I never saw this one coming, but is a liquor store "essential?" According to PennLive, the Governor of Pennsylvania closed all the liquor stores there (state owned/licensed beverage control stores) on March 17. And, the agency spokesperson says the "Liquor Control Board is not considering reopening its Fine Wine & Good Spirits stores at this time." But, others are expressing concern that this societal deprivation could lead to alcohol withdrawal and even death. That article quotes physicians who fear such withdrawal patients might further test medical facilities struggling with COVID-19. Others report that addiction relapse is a heightened risk during the challenging times of this virus.

Last week, WorkCompCentral published Essential Designation Allows Attorneys to Keep Serving Clients During COVID-19 Closures (paid). This focuses on the recent Oklahoma emergency declaration. Some there questioned whether "law firms were considered essential businesses." It took an amendment to that declaration, a day later, to clarify that "legal services and myriad other professions" could continue operating. 

That article is certainly focused on the workers' compensation perspective. The author supports that attorneys have found themselves busy in recent weeks. A summary is provided of states in which attorneys have been deemed "essential" according to various orders: Arizona, California, Colorado, Florida and Illinois. Other state are noted as not specifying law firms, such as New York. 

There is significant detail in some orders. The Alachua County, Florida order (Gainesville) lists the "essential" businesses in 37 paragraphs of categories (lettered (9)(a) through (9)(kk)). Some paragraphs address a discreet category of worker, others are broader. There is much that is "essential." 

An attorney was quoted by WorkCompCentral to the effect that “these cases don’t stop.” The injured worker's "conditions are not put on pause. My clients’ ability to work is not put on pause.” The fact is that in the best of times, a work accident can be a life-altering event for a worker. Though it is not discussed as often, the accident can similarly have profound effects on the employer, and coworkers. When the best of times devolve into a more troubled time, those in the aftermath of a work injury may be more profoundly affected than their neighbors. 

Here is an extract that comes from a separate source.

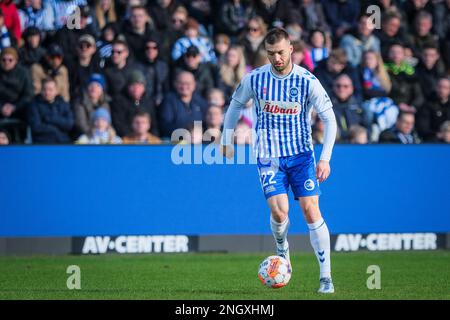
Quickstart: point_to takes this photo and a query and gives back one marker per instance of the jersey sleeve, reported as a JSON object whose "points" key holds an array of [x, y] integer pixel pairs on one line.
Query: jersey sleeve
{"points": [[318, 97], [243, 92], [240, 97]]}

One quoted attorney stressed that cases may end in settlement. That outcome requires negotiation, drafting of documents, processing of payments, and client discussions. He stressed that resolution has positive benefits for both the injured and their employers. Despite attorney offices being open, those tasks and goals may be more difficult without access to payers like adjusters or risk managers, case managers with details and documentation, and more. 

Not least among these are the dedicated team that manages the mediation and adjudication of disputes. There are a mere 165 (approx) judges, mediators, and staff in the Florida OJCC. Despite the challenges they all face, they are stalwart in their roles regarding this process, regarding the employees and employers that depend upon it. In a state of 21.3 million people, this tiny state agency strives to remain on course. 

In the end, it is likely that many involved in the workers' compensation community are in fact "essential." They have diverse roles and responsibilities, but they bring individual and collective contribution to the operation of this community. The what and when that is critical from each may vary from person to person, from situation to situation. But, there are a great many "essential" individuals in the collaboration that is required by litigation and resolution of workers' compensation issues. 

I am grateful for you being engaged and involved. Whether you are in the office as "normal," or adjusting to the telecommuting challenges, you are "essential." You are the strength of this community, and a benefit to the many employers and employees it serves. Thank you for all you do.